# FATCA expat bank notice



## Zendo

I am a dual citizen most of my life in Switzerland. I first became aware of my so-called US filing obligations after having received an unsettling notice from my bank, which included a "W-9" form that I had to fill out. One of the stipulations on the form was as follows:

_With this Authorization, the Client hereby expressly waives any protection or right under Swiss bank-client confidentiality and data protection laws to the extent necessary for the reporting of any Data hereunder. Further, the client accepts and acknowedges that any data that the bank discloses hereunder to the IRS will be subject to the laws of the US and will not be covered by Swis laws. The laws and regulations in the US may follow different principles of bank-client confidentiality or data protection that Swiss law._

Is this really happening? I had no choice but to sign the form and return it to the bank.

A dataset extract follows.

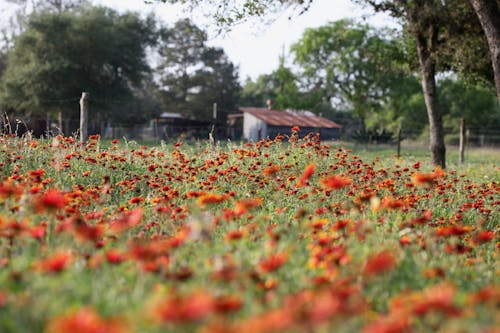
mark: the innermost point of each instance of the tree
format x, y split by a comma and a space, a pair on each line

It feels like coercion.

Does anyone have an informed opinion as to what the ramifications are from the above quote? How is one to interpret the term "data"? Am I no longer a Swiss citizen in my own country?

For someone quite near retirement, with very moderate assets, and no connection to the US in any way; this is a real knock out.


----------



## Zendo

Zendo said:


> I am a dual citizen most of my life in Switzerland. I first became aware of my so-called US filing obligations after having received an unsettling notice from my bank, which included a "W-9" form that I had to fill out. One of the stipulations on the form was as follows:
> 
> _With this Authorization, the Client hereby expressly waives any protection or right under Swiss bank-client confidentiality and data protection laws to the extent necessary for the reporting of any Data hereunder. Further, the client accepts and acknowedges that any data that the bank discloses hereunder to the IRS will be subject to the laws of the US and will not be covered by Swis laws. The laws and regulations in the US may follow different principles of bank-client confidentiality or data protection that Swiss law._
> 
> Is this really happening? I had no choice but to sign the form and return it to the bank. It feels like coercion.
> 
> Does anyone have an informed opinion as to what the ramifications are from the above quote? How is one to interpret the term "data"? Am I no longer a Swiss citizen in my own country?
> 
> For someone quite near retirement, with very moderate assets, and no connection to the US in any way; this is a real knock out.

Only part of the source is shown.